A sequence of stories about the Vietnam War, this book also has the unity of a novel, with recurring characters and interwoven strands of plot and theme. It aims to summarize America’s involvement in Vietnam, and her coming to terms with that experience in the years that followed.
I expected The Things They Carried to be a very good book. A very good book about the war in Vietnam. What I found is not only an outstanding book about the war in Vietnam but also about the art of storytelling. I’m really impressed. I don’t normally rely so heavily on quotes but in this case, I think, the author is the best person to give an accurate impression of his excellent writing.
But this too is true: stories can save us. I’m forty-three years old, and a writer now and even still, right here, I keep dreaming Linda alive. And Ted Lavender, and Kiowa, and Curt Lemon, and a slim young man I killed, and several others whose bodies I once lifted and dumped into a truck. They’re all dead. But in a story which is a kind of dreaming, the dead sometimes smile and sit up and return to the world. (…) The thing about a story is that you dream it as you tell it, hoping that others might then dream along with you, and in this way memory and imagination and language combine to make spirits in the head.
The Things They Carried is told in interwoven stories. They are linked through the characters who return in most of them and through the common themes of war and storytelling.
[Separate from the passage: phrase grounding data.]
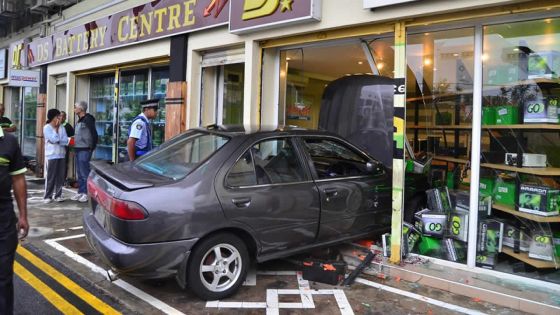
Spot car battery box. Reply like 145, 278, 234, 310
302, 259, 346, 285
518, 184, 560, 216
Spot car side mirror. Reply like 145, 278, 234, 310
366, 161, 384, 175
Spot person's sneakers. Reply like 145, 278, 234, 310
78, 194, 88, 203
54, 197, 65, 202
43, 198, 53, 204
71, 193, 82, 201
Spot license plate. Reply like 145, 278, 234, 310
94, 205, 106, 227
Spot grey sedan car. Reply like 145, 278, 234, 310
83, 125, 393, 300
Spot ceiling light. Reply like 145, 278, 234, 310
345, 73, 351, 76
286, 57, 291, 61
423, 58, 432, 66
453, 53, 459, 57
424, 32, 430, 36
377, 62, 385, 70
358, 61, 363, 65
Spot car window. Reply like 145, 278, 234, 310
302, 138, 371, 179
226, 150, 257, 187
252, 138, 306, 184
135, 133, 228, 180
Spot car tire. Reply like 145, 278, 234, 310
187, 233, 249, 300
404, 194, 426, 224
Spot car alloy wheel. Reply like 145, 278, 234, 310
188, 233, 249, 300
199, 243, 242, 293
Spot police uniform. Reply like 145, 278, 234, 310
0, 127, 26, 314
128, 99, 158, 159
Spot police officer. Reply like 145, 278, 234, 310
127, 99, 159, 161
0, 125, 29, 314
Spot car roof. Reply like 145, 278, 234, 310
194, 124, 337, 138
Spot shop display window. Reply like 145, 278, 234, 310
89, 74, 115, 161
405, 27, 475, 263
22, 87, 37, 159
479, 18, 560, 283
200, 63, 244, 126
88, 66, 169, 163
7, 87, 21, 143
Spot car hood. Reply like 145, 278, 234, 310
90, 161, 170, 191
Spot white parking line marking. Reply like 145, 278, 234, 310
355, 278, 487, 315
44, 235, 186, 315
206, 271, 351, 314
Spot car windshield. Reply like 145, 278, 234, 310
135, 132, 229, 180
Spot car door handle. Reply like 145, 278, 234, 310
323, 188, 338, 196
232, 197, 251, 208
323, 188, 338, 201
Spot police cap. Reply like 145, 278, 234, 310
141, 99, 160, 110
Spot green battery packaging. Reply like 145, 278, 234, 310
477, 219, 504, 254
444, 238, 467, 262
403, 222, 421, 255
421, 212, 448, 238
448, 209, 469, 242
518, 184, 560, 217
426, 187, 453, 213
502, 223, 530, 252
476, 253, 497, 269
529, 231, 554, 261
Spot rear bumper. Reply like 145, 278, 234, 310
83, 212, 198, 279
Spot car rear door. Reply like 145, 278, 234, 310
216, 136, 320, 254
298, 136, 392, 242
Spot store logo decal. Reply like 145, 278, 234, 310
204, 0, 229, 17
242, 0, 293, 20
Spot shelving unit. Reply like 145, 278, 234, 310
407, 124, 560, 130
501, 248, 557, 269
480, 163, 560, 176
493, 203, 560, 223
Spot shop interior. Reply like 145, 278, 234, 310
274, 16, 560, 286
75, 66, 169, 162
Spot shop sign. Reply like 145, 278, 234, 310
8, 69, 40, 87
9, 40, 28, 69
229, 0, 321, 34
0, 49, 7, 80
28, 0, 229, 67
363, 0, 418, 9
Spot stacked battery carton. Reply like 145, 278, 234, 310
411, 187, 469, 262
476, 219, 504, 269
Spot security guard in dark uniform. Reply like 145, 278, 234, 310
0, 126, 29, 314
127, 99, 159, 161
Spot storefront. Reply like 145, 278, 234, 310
23, 0, 560, 310
2, 41, 40, 166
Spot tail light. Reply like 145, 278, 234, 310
87, 177, 148, 220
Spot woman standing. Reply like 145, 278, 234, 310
43, 109, 69, 203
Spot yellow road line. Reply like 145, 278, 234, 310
17, 245, 121, 315
14, 261, 84, 315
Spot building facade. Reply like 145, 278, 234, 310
1, 0, 560, 312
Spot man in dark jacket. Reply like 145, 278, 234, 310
0, 126, 29, 314
60, 111, 75, 187
71, 101, 97, 203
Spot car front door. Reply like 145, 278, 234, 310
216, 136, 320, 254
299, 136, 392, 242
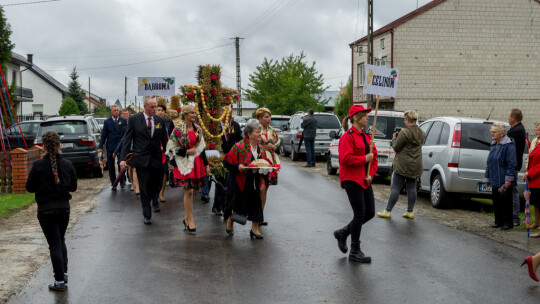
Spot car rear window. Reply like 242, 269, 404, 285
314, 115, 340, 129
366, 116, 405, 140
41, 121, 87, 135
461, 123, 493, 151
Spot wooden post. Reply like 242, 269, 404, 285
366, 95, 380, 176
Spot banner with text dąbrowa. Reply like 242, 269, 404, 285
138, 77, 175, 96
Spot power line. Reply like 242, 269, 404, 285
354, 0, 360, 39
1, 0, 59, 6
237, 0, 285, 37
241, 0, 299, 38
44, 43, 233, 72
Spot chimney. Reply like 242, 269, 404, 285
27, 54, 33, 64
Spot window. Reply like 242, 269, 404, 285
424, 121, 443, 146
365, 116, 405, 140
381, 56, 387, 67
41, 121, 87, 135
357, 45, 363, 54
314, 115, 341, 129
381, 38, 385, 49
460, 123, 493, 151
11, 70, 16, 85
357, 63, 365, 86
32, 104, 43, 115
438, 123, 450, 145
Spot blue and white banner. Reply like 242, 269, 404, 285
363, 65, 399, 98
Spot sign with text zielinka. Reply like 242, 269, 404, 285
363, 65, 399, 98
137, 77, 175, 96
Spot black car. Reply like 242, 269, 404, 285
35, 115, 104, 178
2, 120, 42, 150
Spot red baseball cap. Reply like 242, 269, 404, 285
348, 104, 372, 119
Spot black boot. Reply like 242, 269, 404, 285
349, 241, 371, 263
333, 227, 349, 253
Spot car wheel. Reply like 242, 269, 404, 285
430, 174, 448, 208
327, 155, 337, 175
291, 145, 299, 161
280, 144, 289, 157
93, 165, 104, 178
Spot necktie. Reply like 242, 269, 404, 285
147, 117, 152, 136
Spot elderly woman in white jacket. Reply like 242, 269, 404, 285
166, 105, 209, 234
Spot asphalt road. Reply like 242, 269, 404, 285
9, 163, 540, 304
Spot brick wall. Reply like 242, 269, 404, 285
391, 0, 540, 128
8, 146, 43, 194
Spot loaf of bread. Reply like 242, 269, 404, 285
249, 159, 272, 167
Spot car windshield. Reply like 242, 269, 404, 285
9, 123, 32, 135
234, 117, 249, 123
270, 118, 288, 130
314, 115, 340, 129
365, 116, 405, 139
41, 121, 87, 135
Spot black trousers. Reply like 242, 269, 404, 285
342, 181, 375, 242
107, 152, 120, 185
137, 166, 163, 219
492, 186, 514, 227
38, 209, 70, 281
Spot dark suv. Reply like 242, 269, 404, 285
35, 115, 104, 177
3, 120, 42, 150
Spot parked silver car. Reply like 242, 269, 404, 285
280, 112, 341, 161
418, 117, 527, 208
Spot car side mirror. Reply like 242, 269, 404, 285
284, 126, 288, 131
329, 131, 337, 139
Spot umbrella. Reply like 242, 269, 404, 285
112, 153, 133, 188
524, 181, 531, 238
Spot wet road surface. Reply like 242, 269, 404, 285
9, 163, 540, 303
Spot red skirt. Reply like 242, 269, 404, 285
173, 156, 206, 189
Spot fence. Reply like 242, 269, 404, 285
1, 146, 44, 194
17, 114, 57, 122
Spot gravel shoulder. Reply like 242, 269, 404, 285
281, 157, 540, 254
0, 174, 109, 303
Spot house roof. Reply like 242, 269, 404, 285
10, 52, 32, 68
349, 0, 448, 47
29, 63, 68, 94
84, 95, 103, 106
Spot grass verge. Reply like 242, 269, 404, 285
0, 193, 35, 218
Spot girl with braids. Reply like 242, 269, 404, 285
26, 131, 77, 292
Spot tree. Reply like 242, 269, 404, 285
92, 104, 111, 117
0, 7, 17, 119
334, 77, 352, 120
244, 52, 329, 115
66, 67, 88, 114
59, 97, 80, 116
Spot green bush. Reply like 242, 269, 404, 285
59, 97, 81, 116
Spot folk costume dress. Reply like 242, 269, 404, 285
261, 126, 281, 185
223, 139, 270, 223
165, 122, 207, 189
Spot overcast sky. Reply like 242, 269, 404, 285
4, 0, 431, 105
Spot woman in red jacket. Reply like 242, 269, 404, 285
524, 123, 540, 238
333, 105, 378, 263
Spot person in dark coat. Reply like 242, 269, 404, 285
120, 98, 169, 225
113, 110, 139, 194
507, 108, 526, 226
300, 109, 318, 167
156, 104, 175, 203
484, 123, 517, 230
98, 105, 127, 189
26, 131, 77, 292
212, 108, 242, 216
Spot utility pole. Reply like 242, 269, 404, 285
88, 77, 91, 113
367, 0, 374, 108
124, 77, 127, 110
231, 37, 244, 116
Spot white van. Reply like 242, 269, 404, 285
327, 110, 405, 177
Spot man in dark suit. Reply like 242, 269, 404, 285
507, 108, 526, 226
212, 108, 243, 216
98, 105, 127, 189
120, 98, 169, 225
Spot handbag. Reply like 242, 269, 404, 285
168, 169, 177, 188
231, 213, 247, 225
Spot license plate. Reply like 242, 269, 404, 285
61, 143, 73, 149
377, 156, 387, 163
478, 183, 491, 193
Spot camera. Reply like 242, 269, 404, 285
394, 127, 402, 133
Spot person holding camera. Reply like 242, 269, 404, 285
484, 123, 517, 230
376, 110, 424, 219
301, 109, 318, 167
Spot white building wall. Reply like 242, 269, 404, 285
392, 0, 540, 130
22, 70, 63, 116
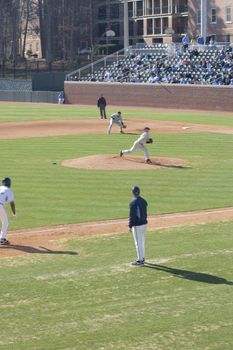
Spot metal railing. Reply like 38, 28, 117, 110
65, 47, 131, 81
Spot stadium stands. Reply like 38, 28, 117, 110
68, 44, 233, 86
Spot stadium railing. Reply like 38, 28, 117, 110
65, 47, 131, 81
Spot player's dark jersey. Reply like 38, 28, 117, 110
97, 97, 106, 107
129, 196, 148, 228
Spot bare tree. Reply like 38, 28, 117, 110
21, 0, 31, 58
0, 0, 20, 63
0, 0, 93, 69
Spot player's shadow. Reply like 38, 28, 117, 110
6, 244, 78, 255
126, 157, 189, 169
153, 162, 191, 169
144, 263, 233, 285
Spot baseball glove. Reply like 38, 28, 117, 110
146, 138, 153, 144
122, 123, 127, 129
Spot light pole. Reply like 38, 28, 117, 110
201, 0, 207, 44
123, 0, 129, 55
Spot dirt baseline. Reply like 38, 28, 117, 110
1, 207, 233, 258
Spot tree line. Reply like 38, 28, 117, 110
0, 0, 92, 68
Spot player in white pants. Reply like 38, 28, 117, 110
132, 224, 147, 263
129, 186, 148, 266
120, 127, 152, 163
0, 177, 16, 245
107, 111, 124, 134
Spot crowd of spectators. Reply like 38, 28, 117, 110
70, 43, 233, 86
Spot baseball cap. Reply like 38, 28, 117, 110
132, 186, 140, 196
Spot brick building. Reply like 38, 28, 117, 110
93, 0, 233, 49
188, 0, 233, 44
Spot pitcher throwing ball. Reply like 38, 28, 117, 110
120, 127, 153, 163
129, 186, 148, 266
0, 177, 16, 245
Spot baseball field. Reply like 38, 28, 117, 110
0, 103, 233, 350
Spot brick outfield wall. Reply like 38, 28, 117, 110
64, 82, 233, 112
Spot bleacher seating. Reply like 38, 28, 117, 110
68, 44, 233, 86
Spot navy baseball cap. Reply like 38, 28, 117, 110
132, 186, 140, 196
2, 177, 12, 187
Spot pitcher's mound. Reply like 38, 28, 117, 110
62, 155, 190, 171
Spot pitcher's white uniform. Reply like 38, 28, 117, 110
121, 128, 151, 162
107, 112, 124, 134
0, 185, 14, 240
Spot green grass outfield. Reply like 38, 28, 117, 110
0, 103, 232, 349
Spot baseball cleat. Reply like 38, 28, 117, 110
131, 260, 144, 266
120, 150, 123, 157
0, 238, 10, 246
145, 159, 152, 164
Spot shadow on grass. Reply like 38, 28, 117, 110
125, 157, 190, 169
144, 263, 233, 285
153, 162, 189, 169
4, 245, 78, 255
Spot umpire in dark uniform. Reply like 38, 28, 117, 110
129, 186, 148, 266
97, 94, 107, 119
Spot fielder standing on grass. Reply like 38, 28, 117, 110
107, 111, 126, 134
129, 186, 148, 266
0, 177, 16, 246
120, 127, 153, 163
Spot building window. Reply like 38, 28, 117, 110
110, 4, 119, 19
154, 0, 160, 14
162, 0, 168, 14
226, 34, 230, 43
136, 1, 143, 16
98, 6, 107, 20
162, 17, 168, 34
211, 8, 217, 23
147, 0, 152, 15
137, 20, 144, 35
128, 2, 133, 17
197, 9, 201, 24
129, 21, 134, 36
154, 18, 161, 34
226, 7, 232, 22
147, 19, 153, 35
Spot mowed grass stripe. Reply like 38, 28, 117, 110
0, 104, 233, 127
0, 221, 232, 350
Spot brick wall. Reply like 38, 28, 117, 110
64, 82, 233, 112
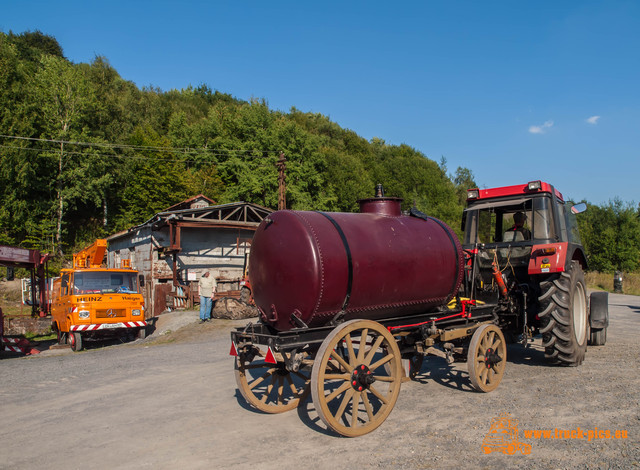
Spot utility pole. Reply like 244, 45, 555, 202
277, 152, 287, 210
Each of the tales shows another way of telling a story or looks at an episode from another angle. Some are explicitly written by a writer for his readers only, they have never been told before. Some describe how the soldiers tell each other stories of what happened while they were separated or how they keep on retelling the same stories over and over again. Telling these stories gives meaning and is also liberating and healing. Those who cannot tell stories, those who are shut up by what they saw, those are bad off.
What is so fascinating about this book is that you can just read it like a series of linked episodes or you can read each episode as an attempt to tell the story another way.
One of the most powerful chapters is certainly the first, the one that gave the book its title. Through the enumeration of the things the soldiers carry, we get to know the soldiers, we sense that some of them will die and some will be wounded. As we learn later many of the young men O’Brien served with and who are introduced too us in this first chapter, die. Some through enemy fire, some in accidents. Some deaths are heroic, others are ridiculous, like Kiowa’s who got shot and then suffocated in a field full of shit. What impressed me in this story is the description of the stress, the weight they had to lift, the endless walking.
They moved like mules. By daylight they took sniper fire, at night they were mortared, but it was not battle, it was just the endless march, village to village, without purpose, nothing won or lost.
We learn a lot about the feeling of having been in a war and in this particular war. We hear about the state of mind of the soldiers and what war did to them. There are some chapters that made me feel uncomfortable like the one of a young soldier’s girlfriend who stayed with them a few weeks, joined the Green Berets and ultimately disappeared in the night, swallowed by the war. She got addicted to the feeling of danger and the heightened sense of being alive that went with it. This is fascinating and also unsettling.
I have read other accounts of men who went to war, I know my own father’s stories but they sound different which leads me to the conclusion that some experiences were typical for the soldier in Vietnam.
The average age in our platoon, I’d guess, was nineteen or twenty, and as a consequence things often took on a curiously playful atmosphere, like a sporting event, at some exotic reform school. The competition could be lethal, yet there was a childlike exuberance to it all, lots of pranks and horseplay.
At the end of the book you have the whole story of Tim O’Brien’s time in Vietnam. From the day when he got the letter that informed him that he was drafted, to the first days in Vietnam, all through the weeks that passed, all the things that happened, the friends he found, the friends he lost and how he ended up feeling like an outcast because he was sent away from his company after he was wounded and had to do some light duty in another camp. Maybe not all of this is true, as O’Brien writes, but a lot of what is made up is closer to what really happened than that what is just the plain unadorned truth.
Here is my favourite quote:
A true war story is never moral. It does not instruct, nor encourage virtue, nor suggest models of proper human behavior, nor restrain men from doing the things they have always done. If a story seems moral, do not believe it. If at the end of a war story you feel uplifted, or you feel that some small bit of rectitude has been salvaged from the larger waste, then you have been made the victim of a very old and terrible lie. There is no rectitude whatsoever. There is no virtue. As a first rule of thumb, therefore, you can tell a true war story by its absolute and uncompromising allegiance to obscenity and evil.
The Things They Carried is fascinating and powerful. Writing at its very best.
I hope others have read it as well and liked it as much. I would also like to hear how it compares to Matterhorn.